Configuration Projection

Some adapters need configuration values derived from another typed source. ConfigurationProjection<TSource, TTarget> projects values into hierarchical configuration overrides using expression-selected target paths or raw configuration paths.

var projection = new ConfigurationProjection<StorageProfile, CosmosSettings>()
    .Map(source => source.AccountName, target => target.AccountName)
    .Map(source => source.DatabaseName, target => target.Database)
    .When(
        source => source.UseLocalEmulator,
        local => local.Set("UseDevelopmentStorage=true", target => target.ConnectionString));

var overrides = projection.Build(storageProfile);

This is useful for adapter bridges where one semantic settings model needs to configure a backend-specific settings object without copying values by hand in every host.

What It Extends

Cohesive.Configuration extends IConfiguration by adding:

named profile overlays;
profile inheritance;
active-profile resolution;
profile-aware bootstrap provider registration;
typed parameter parsing;
CLI and environment-variable mapping;
expression-based parameter metadata;
configuration projections.

It extends IServiceProvider usage by adding:

semantic dependency selection requests;
named prioritized rules;
deterministic ambiguity handling;
fallback rules;
service-provider-backed dependency activation;
diagnostics that explain which rule produced a dependency.

The standard .NET abstractions remain the host boundary.

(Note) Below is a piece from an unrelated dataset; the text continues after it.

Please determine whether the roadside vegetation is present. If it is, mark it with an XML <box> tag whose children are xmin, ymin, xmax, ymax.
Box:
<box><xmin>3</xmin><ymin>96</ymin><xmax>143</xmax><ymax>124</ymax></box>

Cohesive.Configuration adds semantic structure around them.

Integration With Cohesive

Cohesive.Configuration is used wherever the same semantic system must be activated in different runtime modes.

Cohesive.Storage

Storage repositories and partition policies can be selected by entity definition, storage annotations, identity scope, backend mode, or active profile.

Cohesive.Processes

Process engines can choose Durable Task, Temporal-style, or ephemeral execution backends through typed runtime settings and dependency selection.

Cohesive.Identity

Identity directories, bootstrap users, external provider options, and scope behavior can be selected by runtime profile.

Cohesive.Api

API hosts can load the same profile-aware settings as CLIs and workers, while generated endpoint metadata remains independent of host-specific configuration.

Cohesive.Presentation

Presentation projections and frontend development servers can consume generated configuration metadata without duplicating backend settings names.

The Configuration Role In Cohesive

Cohesive.Configuration keeps runtime choice declarative.

It provides:

profile overlays for IConfiguration;
typed settings parsing for hosts and CLIs;
runtime profile catalogs;
configuration projection helpers;
prioritized dependency selection;
service-provider-backed activation patterns;
explicit diagnostics for missing, cyclic, or ambiguous selections;
a bridge between semantic system definitions and concrete runtime infrastructure.

The result is a configuration layer that supports local development, testing, cloud deployments, CLIs, process workers, and API hosts from the same semantic runtime model.